Better yet, see if Grandma is open to a joint baking session where you bake a vegan version of her cookies together! What a sweet bonding activity. Or, ask her for the recipe so you can veganize them yourself, like Greg and Michelle did! You can bring them to Nana to taste-test and I guarantee she’ll be touched by your effort.

I know some vegans who have declared that “all birthday cake is vegan.” That allows them to participate in celebrations with friends and families while eating a vegan diet the rest of the time.

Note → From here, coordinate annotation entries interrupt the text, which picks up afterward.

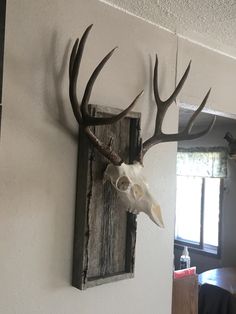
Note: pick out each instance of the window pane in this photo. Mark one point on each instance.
(188, 208)
(211, 211)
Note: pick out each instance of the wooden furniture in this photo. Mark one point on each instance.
(185, 295)
(221, 277)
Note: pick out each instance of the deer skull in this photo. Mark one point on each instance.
(132, 186)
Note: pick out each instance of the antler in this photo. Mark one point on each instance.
(162, 106)
(81, 113)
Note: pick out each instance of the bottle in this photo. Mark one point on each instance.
(185, 259)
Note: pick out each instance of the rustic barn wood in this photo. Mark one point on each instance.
(105, 233)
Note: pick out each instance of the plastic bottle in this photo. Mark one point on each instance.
(185, 259)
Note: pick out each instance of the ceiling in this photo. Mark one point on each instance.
(211, 23)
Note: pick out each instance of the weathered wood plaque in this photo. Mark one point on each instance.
(105, 233)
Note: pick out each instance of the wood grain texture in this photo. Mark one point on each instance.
(105, 233)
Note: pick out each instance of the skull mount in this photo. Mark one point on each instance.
(132, 186)
(127, 179)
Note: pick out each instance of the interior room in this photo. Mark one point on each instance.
(63, 83)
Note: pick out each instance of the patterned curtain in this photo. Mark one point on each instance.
(202, 162)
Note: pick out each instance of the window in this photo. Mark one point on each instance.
(200, 174)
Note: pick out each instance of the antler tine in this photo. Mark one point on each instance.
(196, 113)
(74, 65)
(104, 121)
(81, 113)
(178, 88)
(89, 86)
(162, 106)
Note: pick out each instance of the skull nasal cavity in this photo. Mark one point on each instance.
(137, 191)
(123, 183)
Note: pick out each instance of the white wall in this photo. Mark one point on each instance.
(39, 150)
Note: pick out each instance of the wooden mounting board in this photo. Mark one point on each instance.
(105, 233)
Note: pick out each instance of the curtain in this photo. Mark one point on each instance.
(202, 162)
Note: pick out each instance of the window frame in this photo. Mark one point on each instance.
(201, 248)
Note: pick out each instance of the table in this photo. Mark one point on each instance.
(221, 277)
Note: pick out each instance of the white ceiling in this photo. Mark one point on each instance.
(211, 23)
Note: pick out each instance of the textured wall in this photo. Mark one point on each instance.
(38, 156)
(210, 23)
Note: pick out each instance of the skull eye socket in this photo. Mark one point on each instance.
(137, 192)
(123, 183)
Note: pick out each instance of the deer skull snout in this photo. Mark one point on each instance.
(129, 181)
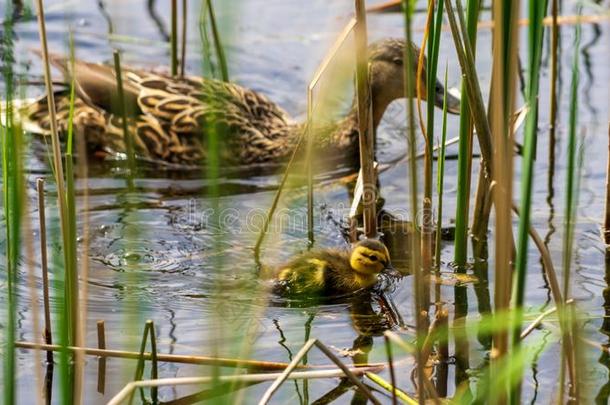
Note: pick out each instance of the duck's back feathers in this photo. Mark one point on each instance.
(170, 118)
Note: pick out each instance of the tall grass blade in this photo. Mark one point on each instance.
(571, 201)
(174, 38)
(440, 179)
(418, 296)
(220, 53)
(12, 193)
(465, 155)
(536, 13)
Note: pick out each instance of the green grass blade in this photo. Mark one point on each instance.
(441, 178)
(465, 155)
(535, 31)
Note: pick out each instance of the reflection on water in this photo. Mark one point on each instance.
(182, 266)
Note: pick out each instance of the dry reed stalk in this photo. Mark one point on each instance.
(34, 304)
(42, 223)
(57, 160)
(502, 106)
(168, 358)
(174, 37)
(419, 299)
(243, 378)
(101, 362)
(538, 321)
(289, 369)
(553, 78)
(149, 331)
(391, 388)
(551, 274)
(388, 350)
(427, 222)
(346, 370)
(365, 123)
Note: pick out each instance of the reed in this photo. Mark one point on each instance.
(503, 88)
(12, 202)
(101, 361)
(183, 38)
(123, 112)
(365, 123)
(47, 333)
(220, 53)
(174, 38)
(149, 334)
(70, 278)
(460, 255)
(441, 180)
(418, 296)
(571, 203)
(536, 13)
(553, 78)
(434, 34)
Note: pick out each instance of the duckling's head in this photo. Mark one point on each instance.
(387, 72)
(369, 257)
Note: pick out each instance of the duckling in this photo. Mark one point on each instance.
(333, 272)
(172, 117)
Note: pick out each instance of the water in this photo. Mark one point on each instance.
(167, 258)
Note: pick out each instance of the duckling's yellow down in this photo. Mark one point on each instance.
(331, 272)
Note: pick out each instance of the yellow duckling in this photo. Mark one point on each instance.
(333, 272)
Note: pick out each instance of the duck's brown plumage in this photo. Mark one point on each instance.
(171, 119)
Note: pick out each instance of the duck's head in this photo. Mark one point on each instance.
(369, 257)
(387, 73)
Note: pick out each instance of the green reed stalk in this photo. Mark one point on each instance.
(127, 137)
(12, 197)
(183, 38)
(440, 179)
(465, 154)
(571, 188)
(434, 29)
(536, 13)
(71, 324)
(174, 38)
(408, 8)
(535, 34)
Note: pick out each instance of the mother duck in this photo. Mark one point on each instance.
(171, 118)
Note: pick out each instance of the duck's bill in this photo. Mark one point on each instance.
(453, 101)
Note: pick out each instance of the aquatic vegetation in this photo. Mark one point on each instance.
(171, 190)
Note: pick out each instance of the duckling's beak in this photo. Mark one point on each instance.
(453, 102)
(392, 271)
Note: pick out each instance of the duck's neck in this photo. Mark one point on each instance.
(341, 136)
(346, 132)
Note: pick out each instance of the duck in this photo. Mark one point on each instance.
(171, 118)
(332, 272)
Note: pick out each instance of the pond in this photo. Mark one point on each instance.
(173, 254)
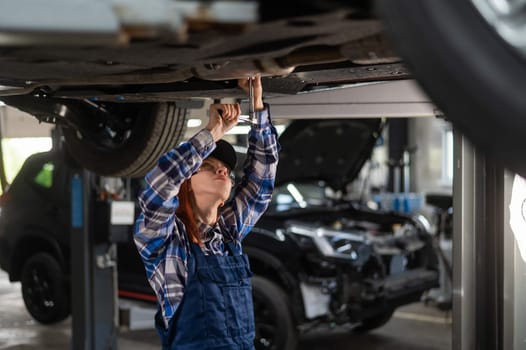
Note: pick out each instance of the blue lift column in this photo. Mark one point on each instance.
(93, 272)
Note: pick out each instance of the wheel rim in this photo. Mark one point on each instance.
(39, 291)
(508, 17)
(266, 328)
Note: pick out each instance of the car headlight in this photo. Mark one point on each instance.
(336, 244)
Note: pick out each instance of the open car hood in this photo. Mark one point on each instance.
(330, 150)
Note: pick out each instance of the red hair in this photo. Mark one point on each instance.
(185, 211)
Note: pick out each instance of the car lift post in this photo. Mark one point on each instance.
(93, 273)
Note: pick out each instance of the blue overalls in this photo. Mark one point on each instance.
(216, 311)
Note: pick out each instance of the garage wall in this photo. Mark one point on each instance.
(428, 173)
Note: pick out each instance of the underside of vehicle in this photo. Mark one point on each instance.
(122, 97)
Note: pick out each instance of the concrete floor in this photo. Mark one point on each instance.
(414, 327)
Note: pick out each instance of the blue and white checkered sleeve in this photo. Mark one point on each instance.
(254, 192)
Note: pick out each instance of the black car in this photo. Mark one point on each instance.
(316, 258)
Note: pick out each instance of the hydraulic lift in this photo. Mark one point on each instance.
(96, 225)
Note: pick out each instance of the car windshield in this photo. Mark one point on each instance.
(299, 195)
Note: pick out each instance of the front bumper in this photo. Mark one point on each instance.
(394, 291)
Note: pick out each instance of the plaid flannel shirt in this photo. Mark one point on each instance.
(161, 237)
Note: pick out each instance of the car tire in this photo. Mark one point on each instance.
(44, 289)
(374, 322)
(473, 75)
(275, 328)
(157, 127)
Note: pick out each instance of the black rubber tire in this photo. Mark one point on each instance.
(275, 329)
(158, 127)
(374, 322)
(45, 290)
(467, 69)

Or, if you’re watching your weight like I am, you might appreciate that a vegan diet gives you the perfect excuse to politely decline the extra calories. Whatever works for you.

14. What CAN you eat as a vegan?

People who ask this question are mentally picturing their dinner from last night with all the animal-based foods removed. All that’s left is a spring of parsley. No wonder they’re asking.

“That’s a great question.

When I first went vegan, I wasn’t sure what my meals were going to look like without any meat on the plate.

At first, I replaced the meat with plant-based meat alternatives, so I could enjoy all the same meals and recipes that I was used to. Beef stir fry, chicken soup, spaghetti with meatballs, hamburgers, and beyond.

Over time, I learned to make amazing veggie dishes like stuffed acorn squash that can serve as the centerpiece of any meal. With dozens of different vegetables, fruits, grains (like pasta, bread, rice, and quinoa), legumes (like beans, lentils, and peas), nuts, and seeds available at my local store, I actually eat a bigger variety now than I did in my meat-eating days. And the best news is that most dark chocolate is vegan, so I could keep eating one of my favorite foods!”

Hope you found this guide helpful and that it helps you respond to all those vegan comments and questions without losing your cool. You’ve got this!